NHA was the claimant in arbitration proceedings against Medscheme Holdings and its officers. The arbitration concerned allegations that Medscheme had copied NHA's software source code and misappropriated confidential information while having access to NHA's software. An arbitration agreement was concluded on 23 October 2007. During the arbitration process, NHA served subpoenas on ITQ Business Solutions, the main developer of Medscheme's software. NHA and ITQ subsequently concluded a Confidentiality Agreement on 12 October 2008 providing for disclosure of documents and conferring jurisdiction on the arbitrator (Adv Beckerling) to settle disputes arising from that agreement. On 26 February 2009, a meeting was held between the arbitrator, NHA's legal team and ITQ representatives to resolve disputes about ITQ's compliance with the Confidentiality Agreement. The respondents were not notified of or present at this meeting. The arbitrator made no rulings or findings at the meeting. The respondents applied to the South Gauteng High Court for removal of the arbitrator under section 13(2)(a) of the Arbitration Act 42 of 1965. The court a quo (Makgoka J) granted the removal order. NHA appealed to the Supreme Court of Appeal.
The appeal was allowed with costs, including costs of two counsel. The order of the court a quo was set aside and substituted with an order dismissing the application for removal of the arbitrator with costs, including costs of two counsel.
The binding legal principles established are: (1) The rule that arbitration proceedings must not be conducted 'inaudita altera parte' does not prohibit all communications or interactions in the absence of a party, but applies where evidence is received, merits are considered, or there is a realistic possibility that a party's rights or interests are adversely affected. (2) For removal of an arbitrator under section 13(2)(a) of the Arbitration Act on grounds of irregularity, there must be actual prejudice or a realistic possibility of prejudice to a party's rights or interests, not merely a procedural defect. (3) The test for reasonable apprehension of bias in arbitration is whether a reasonable, objective and informed person would, on the correct facts as they emerged, reasonably apprehend that the arbitrator has not brought or will not bring an impartial mind to the adjudication. This test must be applied ex post facto with the benefit of hindsight based on what actually occurred. (4) Where an arbitrator acts in good faith to protect the interests of absent parties and makes no rulings or findings that could affect their rights, and was under a bona fide but mistaken impression that the parties were aware of the meeting, this does not constitute grounds for removal on the basis of bias or irregularity.
The Court made several obiter observations: (1) NHA should not have stipulated or agreed to a procedure whereby disputes between it and ITQ under the Confidentiality Agreement would be referred to the same arbitrator in the absence of the respondents, as the issues were so closely related to the main arbitration. NHA should have requested the arbitrator to convene a hearing on notice to the respondents. (2) The respondents and their attorney were not as frank and forthcoming as they could have been regarding their knowledge of the meeting, and a higher degree of cooperation could have been expected which might have obviated the proceedings, but this did not amount to deliberate misconduct justifying a punitive costs order. (3) Regarding the rule 10(3)(g) limiting heads of argument to 40 pages, the Court noted that NHA's initial heads exceeded 180 pages but did not exclude costs of the first heads as the taxing master does not allow a separate fee for heads of argument. (4) While the employment of three counsel might be justified for the arbitration itself, only two counsel were necessary for the appeal given the volume of the record and the issues involved.

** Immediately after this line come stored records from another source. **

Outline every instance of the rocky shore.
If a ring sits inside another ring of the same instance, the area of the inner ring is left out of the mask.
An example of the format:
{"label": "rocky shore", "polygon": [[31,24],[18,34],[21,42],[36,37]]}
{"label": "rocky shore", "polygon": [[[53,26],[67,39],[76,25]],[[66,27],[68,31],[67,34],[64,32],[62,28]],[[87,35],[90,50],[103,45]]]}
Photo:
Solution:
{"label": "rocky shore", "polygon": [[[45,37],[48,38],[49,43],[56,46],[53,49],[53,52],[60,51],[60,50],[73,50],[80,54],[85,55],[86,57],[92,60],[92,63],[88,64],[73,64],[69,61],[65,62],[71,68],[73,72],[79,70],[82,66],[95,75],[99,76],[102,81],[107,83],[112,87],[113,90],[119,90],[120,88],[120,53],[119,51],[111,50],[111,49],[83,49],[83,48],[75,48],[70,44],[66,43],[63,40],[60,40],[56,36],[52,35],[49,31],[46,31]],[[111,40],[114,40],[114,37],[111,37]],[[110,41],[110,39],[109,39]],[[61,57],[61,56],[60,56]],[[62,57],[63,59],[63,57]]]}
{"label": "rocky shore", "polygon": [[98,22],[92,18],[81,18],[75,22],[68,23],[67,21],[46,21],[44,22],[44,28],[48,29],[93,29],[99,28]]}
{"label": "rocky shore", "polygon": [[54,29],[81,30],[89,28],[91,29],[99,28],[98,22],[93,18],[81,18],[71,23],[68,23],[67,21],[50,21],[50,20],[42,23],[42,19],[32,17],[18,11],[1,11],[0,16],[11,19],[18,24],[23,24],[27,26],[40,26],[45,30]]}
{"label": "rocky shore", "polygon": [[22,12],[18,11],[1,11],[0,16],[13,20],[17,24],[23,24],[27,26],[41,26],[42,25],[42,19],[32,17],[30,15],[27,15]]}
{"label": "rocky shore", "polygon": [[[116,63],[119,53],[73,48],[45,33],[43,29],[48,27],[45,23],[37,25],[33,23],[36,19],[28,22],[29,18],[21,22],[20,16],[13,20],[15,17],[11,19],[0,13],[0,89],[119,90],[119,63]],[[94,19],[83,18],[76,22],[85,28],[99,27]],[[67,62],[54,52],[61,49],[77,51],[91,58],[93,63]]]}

This case is significant in South African arbitration law for: (1) Clarifying the scope of the rule against proceeding 'inaudita altera parte' in arbitration - the rule is not absolute but must be applied purposively to protect parties' substantive rights and interests. (2) Establishing that removal of an arbitrator under section 13(2)(a) of the Arbitration Act requires actual prejudice or a realistic possibility of prejudice, not merely procedural irregularity. (3) Confirming the test for reasonable apprehension of bias in arbitration proceedings and emphasizing that it must be applied ex post facto based on the true facts as they emerged. (4) Reinforcing the policy consideration that courts should not be overly interventionist in arbitration proceedings, lest the benefits of private dispute resolution be undermined. (5) Providing guidance on when communications between an arbitrator and one party or witnesses in the absence of another party will constitute grounds for removal. The judgment promotes the finality and efficiency of arbitration while protecting fundamental procedural fairness.